Using == operator in Java to compare wrapper objects

The key to the answer is called object interning. Java interns small numbers (less than 128), so all instances of Integer(n) with n in the interned range are the same. Numbers greater than or equal to 128 are not interned, hence Integer(1000) objects are not equal to each other.

If you look at the source code for Integer you'll see that Integer.valueOf(int) pools all values -128 to 127. The reason is that small Integer values are used frequently and are thus worthy of being pooled/cached.

Taken straight from Integer.java:

public static Integer valueOf(int i) {
    if(i >= -128 && i <= IntegerCache.high)
        return IntegerCache.cache[i + 128];
    else
        return new Integer(i);
}

Note that this pooling is implementation specific and there's no guarantee of the pooled range.

The answers about interning are correct in concept, but incorrect with terminology. Interning in Java normally implies that the Java runtime is performing the pooling (such as String's intern). In Integer's case it's the class itself that is doing the pooling. There's no JVM magic involved.

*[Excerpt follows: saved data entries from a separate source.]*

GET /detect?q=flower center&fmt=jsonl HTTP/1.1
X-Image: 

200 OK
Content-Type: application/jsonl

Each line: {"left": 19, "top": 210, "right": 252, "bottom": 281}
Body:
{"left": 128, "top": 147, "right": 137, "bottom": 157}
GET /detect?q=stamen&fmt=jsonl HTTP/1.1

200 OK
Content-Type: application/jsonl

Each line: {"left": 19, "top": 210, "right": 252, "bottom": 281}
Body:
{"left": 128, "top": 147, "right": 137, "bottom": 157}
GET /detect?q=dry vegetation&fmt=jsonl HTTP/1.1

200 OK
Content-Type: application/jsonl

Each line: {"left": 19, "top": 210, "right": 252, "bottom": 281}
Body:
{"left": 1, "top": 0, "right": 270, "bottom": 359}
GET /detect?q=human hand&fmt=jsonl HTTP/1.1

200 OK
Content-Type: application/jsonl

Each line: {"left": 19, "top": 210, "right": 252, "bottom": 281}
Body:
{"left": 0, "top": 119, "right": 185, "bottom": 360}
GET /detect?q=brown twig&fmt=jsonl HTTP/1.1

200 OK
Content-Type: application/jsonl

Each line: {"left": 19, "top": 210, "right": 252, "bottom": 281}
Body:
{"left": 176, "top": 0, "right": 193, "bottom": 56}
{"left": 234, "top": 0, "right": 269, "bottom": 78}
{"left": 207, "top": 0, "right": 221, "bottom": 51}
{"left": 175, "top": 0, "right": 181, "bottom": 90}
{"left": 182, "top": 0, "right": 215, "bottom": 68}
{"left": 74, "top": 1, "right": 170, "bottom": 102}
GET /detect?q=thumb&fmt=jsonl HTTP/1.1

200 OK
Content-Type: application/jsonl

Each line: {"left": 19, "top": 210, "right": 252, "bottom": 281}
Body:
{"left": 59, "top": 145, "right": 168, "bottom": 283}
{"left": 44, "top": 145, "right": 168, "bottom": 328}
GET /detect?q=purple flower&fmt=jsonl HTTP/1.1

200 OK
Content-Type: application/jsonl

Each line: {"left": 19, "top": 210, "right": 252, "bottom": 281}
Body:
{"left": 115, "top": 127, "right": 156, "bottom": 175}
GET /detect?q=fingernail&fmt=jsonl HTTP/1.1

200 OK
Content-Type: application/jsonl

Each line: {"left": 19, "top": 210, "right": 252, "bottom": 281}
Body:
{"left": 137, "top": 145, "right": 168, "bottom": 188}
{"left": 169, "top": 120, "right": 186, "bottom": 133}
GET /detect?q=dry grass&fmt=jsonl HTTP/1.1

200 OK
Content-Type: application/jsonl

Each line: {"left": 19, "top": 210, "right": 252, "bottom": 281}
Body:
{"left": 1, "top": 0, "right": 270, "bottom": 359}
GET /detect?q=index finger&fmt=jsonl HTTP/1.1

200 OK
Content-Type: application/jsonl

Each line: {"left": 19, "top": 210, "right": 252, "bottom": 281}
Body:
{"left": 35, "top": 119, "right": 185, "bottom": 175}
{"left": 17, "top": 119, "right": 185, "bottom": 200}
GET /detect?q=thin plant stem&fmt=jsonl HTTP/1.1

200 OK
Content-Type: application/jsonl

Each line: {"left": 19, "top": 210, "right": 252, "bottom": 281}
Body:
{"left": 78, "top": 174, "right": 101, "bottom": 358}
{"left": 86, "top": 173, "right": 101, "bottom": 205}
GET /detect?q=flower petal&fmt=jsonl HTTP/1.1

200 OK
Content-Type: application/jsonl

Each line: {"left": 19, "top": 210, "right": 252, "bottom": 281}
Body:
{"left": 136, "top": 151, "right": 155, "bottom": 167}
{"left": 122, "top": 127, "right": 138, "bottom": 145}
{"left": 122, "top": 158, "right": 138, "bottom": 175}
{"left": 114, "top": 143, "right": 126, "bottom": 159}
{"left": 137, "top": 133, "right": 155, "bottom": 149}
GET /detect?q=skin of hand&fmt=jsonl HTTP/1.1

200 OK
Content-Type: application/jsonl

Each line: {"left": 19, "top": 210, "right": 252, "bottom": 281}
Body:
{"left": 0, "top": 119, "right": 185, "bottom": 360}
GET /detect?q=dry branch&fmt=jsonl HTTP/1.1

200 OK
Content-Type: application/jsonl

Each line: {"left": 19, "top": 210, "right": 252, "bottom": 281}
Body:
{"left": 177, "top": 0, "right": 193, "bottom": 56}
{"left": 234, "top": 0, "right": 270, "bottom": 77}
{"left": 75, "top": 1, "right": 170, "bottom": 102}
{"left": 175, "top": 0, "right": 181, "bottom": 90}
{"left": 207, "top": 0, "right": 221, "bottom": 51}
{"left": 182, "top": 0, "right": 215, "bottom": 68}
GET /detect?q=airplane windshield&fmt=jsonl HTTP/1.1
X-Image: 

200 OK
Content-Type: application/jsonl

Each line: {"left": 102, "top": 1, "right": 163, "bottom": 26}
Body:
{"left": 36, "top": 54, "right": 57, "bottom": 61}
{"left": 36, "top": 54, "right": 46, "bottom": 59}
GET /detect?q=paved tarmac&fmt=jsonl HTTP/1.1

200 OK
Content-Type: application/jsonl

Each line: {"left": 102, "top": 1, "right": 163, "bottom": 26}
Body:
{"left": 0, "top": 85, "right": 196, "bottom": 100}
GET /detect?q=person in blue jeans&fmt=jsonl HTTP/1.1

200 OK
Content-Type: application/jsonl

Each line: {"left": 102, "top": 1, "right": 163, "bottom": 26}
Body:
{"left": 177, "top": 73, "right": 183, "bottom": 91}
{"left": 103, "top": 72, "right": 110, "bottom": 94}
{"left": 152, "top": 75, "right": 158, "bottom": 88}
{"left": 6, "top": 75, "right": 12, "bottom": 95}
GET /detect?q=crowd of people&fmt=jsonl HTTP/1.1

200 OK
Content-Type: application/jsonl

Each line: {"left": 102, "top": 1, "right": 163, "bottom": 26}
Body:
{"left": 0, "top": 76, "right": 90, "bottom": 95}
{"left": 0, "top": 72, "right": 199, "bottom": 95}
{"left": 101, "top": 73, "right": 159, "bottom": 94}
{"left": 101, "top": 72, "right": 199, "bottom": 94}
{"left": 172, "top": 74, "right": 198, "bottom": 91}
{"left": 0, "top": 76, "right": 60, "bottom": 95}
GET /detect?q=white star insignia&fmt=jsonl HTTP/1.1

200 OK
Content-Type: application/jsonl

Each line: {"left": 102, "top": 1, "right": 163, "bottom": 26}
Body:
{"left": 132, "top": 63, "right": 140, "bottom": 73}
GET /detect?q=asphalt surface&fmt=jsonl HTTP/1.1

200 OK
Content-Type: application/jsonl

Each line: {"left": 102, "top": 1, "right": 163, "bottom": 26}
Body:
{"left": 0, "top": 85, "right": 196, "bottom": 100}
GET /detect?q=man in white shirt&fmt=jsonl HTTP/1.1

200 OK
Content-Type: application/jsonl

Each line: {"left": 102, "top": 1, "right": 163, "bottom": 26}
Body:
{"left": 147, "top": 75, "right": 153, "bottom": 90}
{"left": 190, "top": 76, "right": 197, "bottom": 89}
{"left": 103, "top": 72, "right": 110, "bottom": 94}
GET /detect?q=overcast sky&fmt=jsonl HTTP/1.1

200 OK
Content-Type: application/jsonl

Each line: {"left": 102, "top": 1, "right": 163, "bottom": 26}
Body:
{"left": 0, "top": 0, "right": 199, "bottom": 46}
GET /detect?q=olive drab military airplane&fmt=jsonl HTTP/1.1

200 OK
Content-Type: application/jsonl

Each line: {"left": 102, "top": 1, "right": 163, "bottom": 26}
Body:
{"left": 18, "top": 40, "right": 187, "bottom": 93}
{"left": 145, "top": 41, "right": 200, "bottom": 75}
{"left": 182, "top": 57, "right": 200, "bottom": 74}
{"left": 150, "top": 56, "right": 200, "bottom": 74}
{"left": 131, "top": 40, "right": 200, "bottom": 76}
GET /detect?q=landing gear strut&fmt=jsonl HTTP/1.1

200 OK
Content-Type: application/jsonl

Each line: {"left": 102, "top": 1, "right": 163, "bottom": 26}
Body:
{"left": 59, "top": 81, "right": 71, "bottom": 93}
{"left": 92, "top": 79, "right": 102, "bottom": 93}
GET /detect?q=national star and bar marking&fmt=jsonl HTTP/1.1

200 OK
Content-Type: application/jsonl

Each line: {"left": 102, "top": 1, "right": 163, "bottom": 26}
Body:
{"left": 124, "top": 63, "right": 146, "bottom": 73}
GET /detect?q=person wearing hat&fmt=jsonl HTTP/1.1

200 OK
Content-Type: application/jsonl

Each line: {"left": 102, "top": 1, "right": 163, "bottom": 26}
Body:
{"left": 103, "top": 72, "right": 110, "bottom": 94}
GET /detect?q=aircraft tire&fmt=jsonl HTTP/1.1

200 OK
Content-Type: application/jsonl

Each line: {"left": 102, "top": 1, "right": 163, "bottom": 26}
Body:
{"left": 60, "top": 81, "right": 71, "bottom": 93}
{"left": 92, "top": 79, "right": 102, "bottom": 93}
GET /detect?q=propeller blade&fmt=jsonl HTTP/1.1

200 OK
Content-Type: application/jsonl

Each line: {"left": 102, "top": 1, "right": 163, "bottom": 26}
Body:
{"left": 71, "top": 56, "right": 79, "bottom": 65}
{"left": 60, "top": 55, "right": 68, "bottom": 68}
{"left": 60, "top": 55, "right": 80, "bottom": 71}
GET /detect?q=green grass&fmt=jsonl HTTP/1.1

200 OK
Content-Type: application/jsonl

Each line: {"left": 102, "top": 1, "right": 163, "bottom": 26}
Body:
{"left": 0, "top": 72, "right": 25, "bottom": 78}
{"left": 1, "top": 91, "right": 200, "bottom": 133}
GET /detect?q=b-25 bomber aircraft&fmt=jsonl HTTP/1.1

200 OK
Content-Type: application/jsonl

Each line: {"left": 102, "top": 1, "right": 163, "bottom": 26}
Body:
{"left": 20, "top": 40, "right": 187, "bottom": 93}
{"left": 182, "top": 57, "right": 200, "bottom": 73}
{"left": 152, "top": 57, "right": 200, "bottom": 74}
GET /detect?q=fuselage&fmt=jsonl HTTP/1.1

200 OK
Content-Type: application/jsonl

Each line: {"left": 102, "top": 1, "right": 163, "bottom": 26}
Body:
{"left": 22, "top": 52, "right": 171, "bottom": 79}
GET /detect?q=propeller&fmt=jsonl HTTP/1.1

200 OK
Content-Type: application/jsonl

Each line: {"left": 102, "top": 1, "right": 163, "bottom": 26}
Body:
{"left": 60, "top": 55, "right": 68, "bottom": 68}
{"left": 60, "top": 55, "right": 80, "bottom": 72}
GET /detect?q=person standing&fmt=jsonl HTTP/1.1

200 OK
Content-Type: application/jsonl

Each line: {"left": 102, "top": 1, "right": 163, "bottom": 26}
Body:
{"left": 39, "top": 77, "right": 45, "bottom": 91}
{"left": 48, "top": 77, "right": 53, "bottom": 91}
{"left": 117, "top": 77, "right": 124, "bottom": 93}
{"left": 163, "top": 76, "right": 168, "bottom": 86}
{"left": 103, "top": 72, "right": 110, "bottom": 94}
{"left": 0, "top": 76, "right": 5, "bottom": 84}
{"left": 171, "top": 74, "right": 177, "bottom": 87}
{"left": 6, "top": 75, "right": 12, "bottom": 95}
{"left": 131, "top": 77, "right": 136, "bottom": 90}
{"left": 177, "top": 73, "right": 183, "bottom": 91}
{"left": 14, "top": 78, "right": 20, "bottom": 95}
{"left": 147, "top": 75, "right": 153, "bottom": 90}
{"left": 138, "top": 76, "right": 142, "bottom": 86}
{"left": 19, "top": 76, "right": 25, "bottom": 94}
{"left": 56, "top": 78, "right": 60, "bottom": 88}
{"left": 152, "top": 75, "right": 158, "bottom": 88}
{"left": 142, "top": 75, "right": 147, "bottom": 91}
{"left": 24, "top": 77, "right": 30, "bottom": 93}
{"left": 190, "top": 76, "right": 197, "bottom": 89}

The above answer about Interning is right on. Something to consider though if you do:

Integer i3 = new Integer(10);
Integer i4 = new Integer(10);

You will not have the new objects since you have created new objects explictly. If you write the code as follows it will be interned:

Integer i3 = Integer.valueOf(10);
Integer i4 = Integer.valueOf(10);

They will now be the same object again. If you take a look at the valueOf Method inside of the Integer.java class in the src.zip file you can see where it checks to see if the value of the int is outside of -128 to 127 it calls the new Integer class otherwise it loads it from the cache.